Thursday, December 24, 2009

sad?

I feel sad. fuck.


sigh.

Saturday, December 19, 2009

We aren't spending enough time together anymore.. sigh.

Friday, December 04, 2009

I hate the way you go off on me. I hate when you don't reply my text. I hate how you treat me when you're with your friends, like I'm not even there. Why is it so hard?
Its always me. Not you. I've had it. I won't text you. I'll let you be. I'll be ALONE. It fucking hurts. I don't know what to do anymore. sigh


I'm the worst bf..

Tuesday, December 01, 2009

Sunday, November 29, 2009

It's me

It's always me. Im to blame for everything. Okay? Every time we argue it's not like I want it to happen.. sometimes I think it's the way you look at it. You think I've changed this and that. Fine I'll just keep quiet. But when I try to make it up to you, trying to get your attention back by texting you, you don't reply me. You give me the cold treatment. You always say this 'sorry...bye'. You know how hurting that can be? You know how I feel? I know I'm not the best boyf for you. I can't be perfect. I just can't. No one is perfect. I've been through too much shit alr.

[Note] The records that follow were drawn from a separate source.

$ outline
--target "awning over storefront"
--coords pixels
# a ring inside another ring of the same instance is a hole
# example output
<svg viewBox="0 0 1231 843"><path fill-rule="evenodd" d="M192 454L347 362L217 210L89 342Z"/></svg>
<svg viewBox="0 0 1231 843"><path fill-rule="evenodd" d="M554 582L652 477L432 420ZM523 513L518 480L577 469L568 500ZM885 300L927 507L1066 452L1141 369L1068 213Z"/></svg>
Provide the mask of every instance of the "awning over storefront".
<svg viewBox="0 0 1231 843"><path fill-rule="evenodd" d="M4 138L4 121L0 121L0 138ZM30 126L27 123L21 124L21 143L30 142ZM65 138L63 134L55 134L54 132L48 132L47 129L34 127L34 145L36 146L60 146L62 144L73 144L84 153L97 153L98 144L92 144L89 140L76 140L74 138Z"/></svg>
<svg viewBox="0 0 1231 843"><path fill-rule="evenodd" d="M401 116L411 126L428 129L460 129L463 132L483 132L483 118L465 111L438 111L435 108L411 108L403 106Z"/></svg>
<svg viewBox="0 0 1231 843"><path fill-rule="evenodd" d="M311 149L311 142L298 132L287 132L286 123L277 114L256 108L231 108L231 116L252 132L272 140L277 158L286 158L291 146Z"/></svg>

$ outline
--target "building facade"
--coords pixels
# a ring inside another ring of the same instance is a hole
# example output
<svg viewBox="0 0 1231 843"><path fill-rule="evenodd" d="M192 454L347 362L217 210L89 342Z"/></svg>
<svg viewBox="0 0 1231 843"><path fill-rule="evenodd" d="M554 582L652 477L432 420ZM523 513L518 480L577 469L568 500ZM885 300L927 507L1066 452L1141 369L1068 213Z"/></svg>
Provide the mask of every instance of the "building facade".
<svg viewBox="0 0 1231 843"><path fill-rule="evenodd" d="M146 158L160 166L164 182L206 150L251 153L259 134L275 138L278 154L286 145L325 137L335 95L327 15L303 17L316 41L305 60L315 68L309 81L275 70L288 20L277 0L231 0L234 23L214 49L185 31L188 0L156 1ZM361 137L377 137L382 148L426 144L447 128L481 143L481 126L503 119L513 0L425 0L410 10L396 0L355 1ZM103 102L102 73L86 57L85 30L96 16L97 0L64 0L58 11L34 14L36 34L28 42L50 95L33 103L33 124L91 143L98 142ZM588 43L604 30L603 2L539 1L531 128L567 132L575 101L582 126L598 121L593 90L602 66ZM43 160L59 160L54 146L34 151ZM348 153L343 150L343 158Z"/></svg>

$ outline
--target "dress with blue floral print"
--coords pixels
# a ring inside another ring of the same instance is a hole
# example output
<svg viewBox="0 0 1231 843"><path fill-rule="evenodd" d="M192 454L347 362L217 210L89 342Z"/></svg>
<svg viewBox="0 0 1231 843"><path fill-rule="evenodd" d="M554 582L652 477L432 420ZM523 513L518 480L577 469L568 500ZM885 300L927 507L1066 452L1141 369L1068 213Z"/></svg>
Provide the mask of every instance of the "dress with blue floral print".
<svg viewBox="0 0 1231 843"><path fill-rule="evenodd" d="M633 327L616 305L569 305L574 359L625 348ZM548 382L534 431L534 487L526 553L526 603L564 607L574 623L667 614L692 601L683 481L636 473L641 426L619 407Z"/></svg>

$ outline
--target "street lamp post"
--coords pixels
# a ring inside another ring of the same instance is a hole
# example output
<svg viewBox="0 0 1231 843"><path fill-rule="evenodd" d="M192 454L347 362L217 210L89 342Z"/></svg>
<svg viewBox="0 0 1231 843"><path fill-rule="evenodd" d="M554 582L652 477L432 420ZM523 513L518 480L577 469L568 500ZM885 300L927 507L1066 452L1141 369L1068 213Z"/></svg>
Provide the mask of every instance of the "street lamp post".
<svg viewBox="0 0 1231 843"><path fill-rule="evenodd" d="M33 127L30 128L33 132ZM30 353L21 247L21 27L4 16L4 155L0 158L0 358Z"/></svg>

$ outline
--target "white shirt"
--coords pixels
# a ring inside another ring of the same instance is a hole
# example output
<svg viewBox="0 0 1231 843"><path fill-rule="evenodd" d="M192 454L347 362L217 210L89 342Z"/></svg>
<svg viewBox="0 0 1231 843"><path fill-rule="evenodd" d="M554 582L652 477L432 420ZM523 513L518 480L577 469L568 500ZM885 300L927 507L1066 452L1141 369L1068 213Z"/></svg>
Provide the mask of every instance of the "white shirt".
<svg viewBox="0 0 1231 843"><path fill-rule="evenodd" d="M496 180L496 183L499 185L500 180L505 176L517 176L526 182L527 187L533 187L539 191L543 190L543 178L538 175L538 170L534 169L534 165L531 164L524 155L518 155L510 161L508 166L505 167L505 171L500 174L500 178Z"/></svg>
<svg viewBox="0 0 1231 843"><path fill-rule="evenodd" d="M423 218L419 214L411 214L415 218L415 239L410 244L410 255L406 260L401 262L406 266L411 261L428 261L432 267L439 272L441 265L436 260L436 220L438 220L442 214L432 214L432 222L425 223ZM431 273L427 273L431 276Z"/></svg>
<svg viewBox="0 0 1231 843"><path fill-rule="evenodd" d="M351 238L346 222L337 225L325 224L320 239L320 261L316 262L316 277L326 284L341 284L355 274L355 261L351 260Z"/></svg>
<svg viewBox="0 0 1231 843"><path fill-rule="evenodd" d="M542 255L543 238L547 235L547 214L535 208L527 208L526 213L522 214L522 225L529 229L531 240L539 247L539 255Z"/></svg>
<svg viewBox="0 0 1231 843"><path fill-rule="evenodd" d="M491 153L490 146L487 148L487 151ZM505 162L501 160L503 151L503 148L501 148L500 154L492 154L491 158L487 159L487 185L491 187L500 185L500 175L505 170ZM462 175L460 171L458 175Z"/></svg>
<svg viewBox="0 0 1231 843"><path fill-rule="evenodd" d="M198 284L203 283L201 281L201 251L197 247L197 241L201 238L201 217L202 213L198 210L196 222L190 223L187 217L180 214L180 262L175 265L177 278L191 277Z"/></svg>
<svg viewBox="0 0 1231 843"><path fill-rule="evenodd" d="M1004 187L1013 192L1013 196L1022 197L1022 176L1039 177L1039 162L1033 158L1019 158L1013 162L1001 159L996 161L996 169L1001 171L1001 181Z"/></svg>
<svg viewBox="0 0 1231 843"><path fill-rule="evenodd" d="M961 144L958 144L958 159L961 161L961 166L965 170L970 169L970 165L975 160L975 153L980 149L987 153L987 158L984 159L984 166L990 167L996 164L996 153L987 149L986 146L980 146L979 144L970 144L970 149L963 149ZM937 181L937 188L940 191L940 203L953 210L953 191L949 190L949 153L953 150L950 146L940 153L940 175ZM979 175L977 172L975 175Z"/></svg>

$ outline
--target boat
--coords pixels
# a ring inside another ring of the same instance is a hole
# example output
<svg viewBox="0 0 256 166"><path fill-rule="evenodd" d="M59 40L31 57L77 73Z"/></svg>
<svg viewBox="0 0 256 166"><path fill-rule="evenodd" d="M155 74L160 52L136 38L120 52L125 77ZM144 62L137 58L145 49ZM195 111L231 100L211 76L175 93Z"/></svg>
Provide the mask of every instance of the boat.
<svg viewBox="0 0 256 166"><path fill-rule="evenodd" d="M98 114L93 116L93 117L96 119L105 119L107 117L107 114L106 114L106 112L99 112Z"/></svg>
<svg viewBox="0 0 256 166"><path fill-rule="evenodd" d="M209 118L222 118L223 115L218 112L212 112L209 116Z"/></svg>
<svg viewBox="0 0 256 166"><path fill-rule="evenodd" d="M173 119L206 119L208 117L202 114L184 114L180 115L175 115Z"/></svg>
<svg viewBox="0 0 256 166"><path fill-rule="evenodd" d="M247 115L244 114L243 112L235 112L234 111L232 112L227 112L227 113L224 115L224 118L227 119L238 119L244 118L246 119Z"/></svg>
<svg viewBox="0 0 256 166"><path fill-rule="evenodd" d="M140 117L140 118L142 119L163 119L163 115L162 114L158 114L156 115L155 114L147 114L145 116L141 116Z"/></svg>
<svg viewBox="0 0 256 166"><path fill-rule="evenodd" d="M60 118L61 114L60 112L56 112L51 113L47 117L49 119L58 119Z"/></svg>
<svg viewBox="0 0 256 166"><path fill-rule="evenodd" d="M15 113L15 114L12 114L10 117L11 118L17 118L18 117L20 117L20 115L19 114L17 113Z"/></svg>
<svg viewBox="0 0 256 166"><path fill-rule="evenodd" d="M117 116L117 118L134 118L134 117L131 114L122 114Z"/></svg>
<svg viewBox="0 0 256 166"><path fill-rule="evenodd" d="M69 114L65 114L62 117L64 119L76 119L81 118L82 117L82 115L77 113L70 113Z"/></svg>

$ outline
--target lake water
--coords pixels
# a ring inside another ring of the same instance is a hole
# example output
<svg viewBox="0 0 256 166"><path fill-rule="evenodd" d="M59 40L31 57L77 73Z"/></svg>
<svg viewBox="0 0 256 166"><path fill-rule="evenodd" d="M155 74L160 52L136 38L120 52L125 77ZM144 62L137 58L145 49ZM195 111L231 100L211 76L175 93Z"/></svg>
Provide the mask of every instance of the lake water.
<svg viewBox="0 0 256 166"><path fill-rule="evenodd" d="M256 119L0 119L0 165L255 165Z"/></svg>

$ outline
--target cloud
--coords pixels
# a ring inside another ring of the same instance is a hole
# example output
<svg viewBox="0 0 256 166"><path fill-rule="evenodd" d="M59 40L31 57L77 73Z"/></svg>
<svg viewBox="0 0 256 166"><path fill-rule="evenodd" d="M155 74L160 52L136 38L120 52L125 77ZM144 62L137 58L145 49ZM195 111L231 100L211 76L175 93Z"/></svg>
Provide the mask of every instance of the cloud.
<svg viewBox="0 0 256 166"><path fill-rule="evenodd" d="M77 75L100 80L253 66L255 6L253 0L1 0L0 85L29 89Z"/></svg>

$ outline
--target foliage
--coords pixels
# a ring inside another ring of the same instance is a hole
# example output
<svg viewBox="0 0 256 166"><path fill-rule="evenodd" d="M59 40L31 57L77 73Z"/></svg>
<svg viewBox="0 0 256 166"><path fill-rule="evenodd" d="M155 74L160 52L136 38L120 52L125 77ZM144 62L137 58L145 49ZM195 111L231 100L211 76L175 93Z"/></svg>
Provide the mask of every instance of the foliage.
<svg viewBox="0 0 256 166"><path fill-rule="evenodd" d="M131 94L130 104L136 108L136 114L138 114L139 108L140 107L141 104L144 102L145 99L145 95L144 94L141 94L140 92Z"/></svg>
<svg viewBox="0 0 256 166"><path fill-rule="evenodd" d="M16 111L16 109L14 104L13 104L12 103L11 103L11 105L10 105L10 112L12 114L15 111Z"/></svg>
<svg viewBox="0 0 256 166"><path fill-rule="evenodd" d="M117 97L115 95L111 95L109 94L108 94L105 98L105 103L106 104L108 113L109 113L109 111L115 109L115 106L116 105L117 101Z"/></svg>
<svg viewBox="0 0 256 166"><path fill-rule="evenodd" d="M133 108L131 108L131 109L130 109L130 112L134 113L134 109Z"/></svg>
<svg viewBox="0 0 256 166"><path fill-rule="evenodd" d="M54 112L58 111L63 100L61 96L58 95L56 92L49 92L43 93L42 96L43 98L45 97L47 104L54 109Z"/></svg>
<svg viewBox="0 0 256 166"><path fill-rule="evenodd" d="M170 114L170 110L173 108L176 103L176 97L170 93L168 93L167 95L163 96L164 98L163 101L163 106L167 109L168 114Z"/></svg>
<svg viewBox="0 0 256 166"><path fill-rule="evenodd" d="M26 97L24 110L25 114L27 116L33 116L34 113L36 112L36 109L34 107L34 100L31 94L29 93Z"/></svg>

I love you, that's why I don't have the heart to ignore you. Maybe this is happening because I'm jealous? Idk. Maybe it's cause I'm from a guy's school. sigh. I don't have much friends, but you have alot. People who cares for you. I doubt for my case no one cares at all. I'm a loner. Always was and always will.
I tear when we argue because I hate it. It's all my fault.. I don't need anyone to care for me anymore. I'd rather be alone... sigh.